Centralized Reduction of Decentralized Stochastic Control Models and their weak-Feller Regularity
Omar Mrani-Zentar, Serdar Yüksel
TL;DR
The paper tackles decentralized stochastic control with general state/measurement/action spaces by showing that one-step delayed and K-step periodic information-sharing problems can be reduced to centralized MDPs using state predictors. It establishes conditions under which these centralized reductions are weak-Feller, enabling the existence and stationarity of optimal policies and supporting rigorous approximation and learning analyses. By leveraging the Young topology for action mappings and proposing finite-action and finite-state quantizations, the work provides practical pathways for numerical solutions and near-optimal learning in multi-agent settings. The results also connect to completely decentralized information structures by suggesting how large-period approximations can yield near-optimal solutions for CDIS, thereby bridging theory and computation in decentralized stochastic control.
Abstract
Decentralized stochastic control problems involving general state/measurement/action spaces are intrinsically difficult to study because of the inapplicability of standard tools from centralized (single-agent) stochastic control. In this paper, we address some of these challenges for decentralized stochastic control with standard Borel spaces under two different but tightly related information structures: the one-step delayed information sharing pattern (OSDISP), and the $K$-step periodic information sharing pattern (KSPISP).
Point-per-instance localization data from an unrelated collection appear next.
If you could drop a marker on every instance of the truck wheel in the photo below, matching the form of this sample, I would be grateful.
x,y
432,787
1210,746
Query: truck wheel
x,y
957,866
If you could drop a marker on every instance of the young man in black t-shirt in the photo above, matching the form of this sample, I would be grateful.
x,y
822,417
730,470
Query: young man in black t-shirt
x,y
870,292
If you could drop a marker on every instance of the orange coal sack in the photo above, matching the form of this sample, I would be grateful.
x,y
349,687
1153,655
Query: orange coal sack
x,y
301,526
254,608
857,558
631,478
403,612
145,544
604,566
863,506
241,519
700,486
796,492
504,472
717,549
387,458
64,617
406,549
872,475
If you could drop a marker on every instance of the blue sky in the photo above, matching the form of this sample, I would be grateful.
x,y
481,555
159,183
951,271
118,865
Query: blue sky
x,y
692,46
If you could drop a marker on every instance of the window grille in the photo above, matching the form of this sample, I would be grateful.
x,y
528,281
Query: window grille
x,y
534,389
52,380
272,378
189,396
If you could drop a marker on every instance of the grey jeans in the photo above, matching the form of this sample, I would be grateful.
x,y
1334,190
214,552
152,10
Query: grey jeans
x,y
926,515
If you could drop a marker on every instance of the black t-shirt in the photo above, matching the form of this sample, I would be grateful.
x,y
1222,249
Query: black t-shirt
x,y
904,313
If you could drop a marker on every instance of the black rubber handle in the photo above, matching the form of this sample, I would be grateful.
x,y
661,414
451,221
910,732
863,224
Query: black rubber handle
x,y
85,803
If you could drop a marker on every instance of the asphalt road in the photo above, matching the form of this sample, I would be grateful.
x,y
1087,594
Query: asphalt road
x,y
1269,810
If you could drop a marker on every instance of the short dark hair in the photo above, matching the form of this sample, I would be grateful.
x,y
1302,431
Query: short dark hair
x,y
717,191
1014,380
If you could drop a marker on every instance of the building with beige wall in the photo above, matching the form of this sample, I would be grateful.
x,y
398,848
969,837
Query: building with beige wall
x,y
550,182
We will show that the one-step delayed and $K$-step periodic problems can be reduced to a centralized Markov Decision Process (MDP), generalizing prior results which considered finite, linear, or static models, by addressing several measurability and topological questions. We then provide sufficient conditions for the transition kernels of both centralized reductions to be weak-Feller. The existence and separated nature of optimal policies under both information structures are then established. The weak Feller regularity also facilitates rigorous approximation and learning theoretic results, as shown in the paper.